The relative efficiency (in time) of these incremental methods versus
importing a complete collection of files encoding the entire origin
repository however is not clear.



The core logic for handling content is in the file "content.c", in
particular the functions 'content_put' and 'content_deltify'. One of
the main users of these functions is in the file "checkin.c", see the
function 'commit_cmd'.

The logic is clear. The new modified files are simply stored without
delta-compression, using 'content_put'. And should fosssil have an id
for the _previous_ revision of the committed file it uses
'content_deltify' to convert the already stored data for that revision
into a delta with the just stored new revision as origin.

In other words, fossil produces reverse deltas, with leaf revisions
stored just zip-compressed (plain) and older revisions using both zip-
and delta-compression.

Of note is that the underlying logic in 'content_deltify' gives up on
delta compression if the involved files are either not large enough,
or if the achieved compression factor was not high enough. In that
case the old revision of the file is left plain.

The scheme can thus be called a 'truncated reverse delta'.

The manifest is created and committed after the modified files. It
uses the same logic as for the regular files. The new leaf is stored
plain, and storage of the parent manifest is modified to be a delta
with the current as origin.

Further note that for a checkin of a merge result oonly the primary
parent is modified in that way. The secondary parent, the one merged
into the current revision is not touched. I.e. from the storage layer
point of view this revision is still a leaf and the data is kept
stored plain, not delta-compressed.

Now the "reconstruct" can be done like so:

- Scan the files in the indicated directory, and look for a manifest.

- When the manifest has been found parse its contents and follow the
  chain of parent links to locate the root manifest (no parent).

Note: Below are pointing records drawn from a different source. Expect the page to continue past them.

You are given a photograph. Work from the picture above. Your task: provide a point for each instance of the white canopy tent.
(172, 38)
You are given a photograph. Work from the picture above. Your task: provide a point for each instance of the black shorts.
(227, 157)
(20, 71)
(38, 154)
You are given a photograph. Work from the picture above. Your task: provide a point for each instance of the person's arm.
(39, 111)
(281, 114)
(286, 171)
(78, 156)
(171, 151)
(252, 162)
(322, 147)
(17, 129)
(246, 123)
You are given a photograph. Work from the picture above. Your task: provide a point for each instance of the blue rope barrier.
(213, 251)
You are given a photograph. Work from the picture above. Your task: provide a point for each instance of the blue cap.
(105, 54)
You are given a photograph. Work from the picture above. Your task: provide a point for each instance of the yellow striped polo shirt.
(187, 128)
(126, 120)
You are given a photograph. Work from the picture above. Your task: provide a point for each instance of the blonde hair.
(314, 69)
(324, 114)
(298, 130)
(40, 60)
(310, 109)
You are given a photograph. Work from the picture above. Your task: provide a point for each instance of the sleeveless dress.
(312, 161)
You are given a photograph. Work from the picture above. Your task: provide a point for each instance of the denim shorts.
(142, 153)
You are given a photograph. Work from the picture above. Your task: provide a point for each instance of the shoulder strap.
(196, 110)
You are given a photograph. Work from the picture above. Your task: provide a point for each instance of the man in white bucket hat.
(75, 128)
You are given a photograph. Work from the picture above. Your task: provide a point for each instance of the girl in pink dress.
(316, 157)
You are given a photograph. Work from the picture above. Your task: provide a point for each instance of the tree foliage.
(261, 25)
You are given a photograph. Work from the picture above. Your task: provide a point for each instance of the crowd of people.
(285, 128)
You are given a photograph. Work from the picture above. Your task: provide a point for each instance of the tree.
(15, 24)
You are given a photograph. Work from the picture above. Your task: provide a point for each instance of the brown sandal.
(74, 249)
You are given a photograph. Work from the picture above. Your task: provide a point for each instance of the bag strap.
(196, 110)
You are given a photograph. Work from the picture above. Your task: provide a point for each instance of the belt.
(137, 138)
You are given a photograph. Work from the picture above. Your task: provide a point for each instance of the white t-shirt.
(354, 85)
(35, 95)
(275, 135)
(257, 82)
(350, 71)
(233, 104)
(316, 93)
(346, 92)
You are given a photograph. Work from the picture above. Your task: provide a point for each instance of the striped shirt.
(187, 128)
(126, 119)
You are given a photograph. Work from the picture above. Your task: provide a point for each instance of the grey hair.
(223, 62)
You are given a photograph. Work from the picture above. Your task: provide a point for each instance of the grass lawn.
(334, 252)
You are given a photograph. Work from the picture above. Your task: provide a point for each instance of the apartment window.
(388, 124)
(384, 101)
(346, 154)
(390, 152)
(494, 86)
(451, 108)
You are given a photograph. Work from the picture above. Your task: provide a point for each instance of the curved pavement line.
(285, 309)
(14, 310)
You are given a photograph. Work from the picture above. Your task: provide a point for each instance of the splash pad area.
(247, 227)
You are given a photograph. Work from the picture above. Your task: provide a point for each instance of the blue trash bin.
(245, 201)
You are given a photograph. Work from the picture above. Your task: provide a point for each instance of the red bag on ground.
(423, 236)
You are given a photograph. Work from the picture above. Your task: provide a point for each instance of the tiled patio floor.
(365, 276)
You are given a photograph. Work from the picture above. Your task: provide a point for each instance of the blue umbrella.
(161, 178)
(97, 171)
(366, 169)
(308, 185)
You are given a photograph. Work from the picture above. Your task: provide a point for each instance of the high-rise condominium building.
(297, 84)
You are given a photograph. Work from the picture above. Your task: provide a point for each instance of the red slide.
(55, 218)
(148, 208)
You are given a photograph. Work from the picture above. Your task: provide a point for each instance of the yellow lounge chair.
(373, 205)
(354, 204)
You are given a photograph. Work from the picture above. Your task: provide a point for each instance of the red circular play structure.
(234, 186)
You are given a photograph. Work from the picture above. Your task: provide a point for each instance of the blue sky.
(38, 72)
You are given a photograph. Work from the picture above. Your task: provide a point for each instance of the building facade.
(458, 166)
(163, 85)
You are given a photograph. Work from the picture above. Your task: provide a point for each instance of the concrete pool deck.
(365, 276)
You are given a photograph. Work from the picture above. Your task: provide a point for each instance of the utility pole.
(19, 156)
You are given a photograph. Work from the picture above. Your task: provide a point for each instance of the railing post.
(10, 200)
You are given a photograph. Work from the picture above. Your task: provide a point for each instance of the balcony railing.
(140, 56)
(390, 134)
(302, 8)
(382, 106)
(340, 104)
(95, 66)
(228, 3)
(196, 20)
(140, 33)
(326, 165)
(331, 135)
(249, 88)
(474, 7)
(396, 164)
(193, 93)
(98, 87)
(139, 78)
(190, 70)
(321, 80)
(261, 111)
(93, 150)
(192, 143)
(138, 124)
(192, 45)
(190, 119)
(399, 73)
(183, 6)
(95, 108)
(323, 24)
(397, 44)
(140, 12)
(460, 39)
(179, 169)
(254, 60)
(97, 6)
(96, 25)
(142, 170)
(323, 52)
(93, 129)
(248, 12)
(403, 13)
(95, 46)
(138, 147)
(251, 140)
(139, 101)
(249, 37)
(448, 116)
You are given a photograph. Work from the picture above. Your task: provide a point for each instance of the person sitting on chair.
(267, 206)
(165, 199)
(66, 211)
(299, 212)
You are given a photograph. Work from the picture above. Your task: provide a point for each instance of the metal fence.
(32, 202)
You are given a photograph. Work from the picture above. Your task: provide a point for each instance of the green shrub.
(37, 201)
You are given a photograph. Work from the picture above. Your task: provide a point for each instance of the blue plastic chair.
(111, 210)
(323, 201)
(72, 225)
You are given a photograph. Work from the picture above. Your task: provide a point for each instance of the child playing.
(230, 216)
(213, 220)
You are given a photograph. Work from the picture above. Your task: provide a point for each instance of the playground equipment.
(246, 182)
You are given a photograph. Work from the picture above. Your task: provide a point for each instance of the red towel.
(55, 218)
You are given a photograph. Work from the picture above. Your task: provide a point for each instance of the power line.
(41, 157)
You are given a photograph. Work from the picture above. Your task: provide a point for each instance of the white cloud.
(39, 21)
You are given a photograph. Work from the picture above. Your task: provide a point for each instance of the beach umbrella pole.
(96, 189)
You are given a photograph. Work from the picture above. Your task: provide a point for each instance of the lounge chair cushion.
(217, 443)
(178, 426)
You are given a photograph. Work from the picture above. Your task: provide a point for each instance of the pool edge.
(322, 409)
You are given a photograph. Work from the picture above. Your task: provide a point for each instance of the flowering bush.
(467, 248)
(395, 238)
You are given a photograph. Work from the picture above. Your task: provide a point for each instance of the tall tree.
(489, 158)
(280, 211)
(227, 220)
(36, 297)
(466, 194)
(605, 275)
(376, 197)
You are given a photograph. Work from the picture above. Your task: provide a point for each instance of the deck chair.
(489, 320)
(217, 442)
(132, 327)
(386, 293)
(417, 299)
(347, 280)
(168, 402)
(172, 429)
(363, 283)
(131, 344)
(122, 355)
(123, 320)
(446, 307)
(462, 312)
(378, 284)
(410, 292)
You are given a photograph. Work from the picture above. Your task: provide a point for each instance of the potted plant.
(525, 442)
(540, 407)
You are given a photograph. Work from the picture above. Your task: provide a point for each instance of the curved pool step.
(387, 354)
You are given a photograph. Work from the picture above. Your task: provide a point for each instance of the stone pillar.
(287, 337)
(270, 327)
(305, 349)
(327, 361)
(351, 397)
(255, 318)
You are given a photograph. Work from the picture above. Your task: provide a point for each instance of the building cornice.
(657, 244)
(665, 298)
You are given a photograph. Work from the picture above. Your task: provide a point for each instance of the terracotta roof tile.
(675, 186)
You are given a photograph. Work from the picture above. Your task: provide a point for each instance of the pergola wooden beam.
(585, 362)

- Import the files referenced by the root manifest, then the manifest
  itself. This can be done using a modified form of the 'commit_cmd'
  which does not have to construct a manifest on its own from vfile,
  vmerge, etc.

- After that recursively apply the import of the previous step to the
  children of the root, and so on.

For an incremental "reconstruct" the collection of files would not be
a single tree with a root, but a forest, and the roots to look for are
not manifests without parent, but with a parent which is already
present in the repository. After one such root has been found and
processed the unprocessed files have to be searched further for more
roots, and only if no such are found anymore will the remaining files
be considered as superfluous.

We can use the functions in "manifest.c" for the parsing and following
the parental chain.

Hm. But we have no direct child information. So the above algorithm
has to be modified, we have to scan all manifests before we start
importing, and we have to create a reverse index, from manifest to
children so that we can perform the import from root to leaves.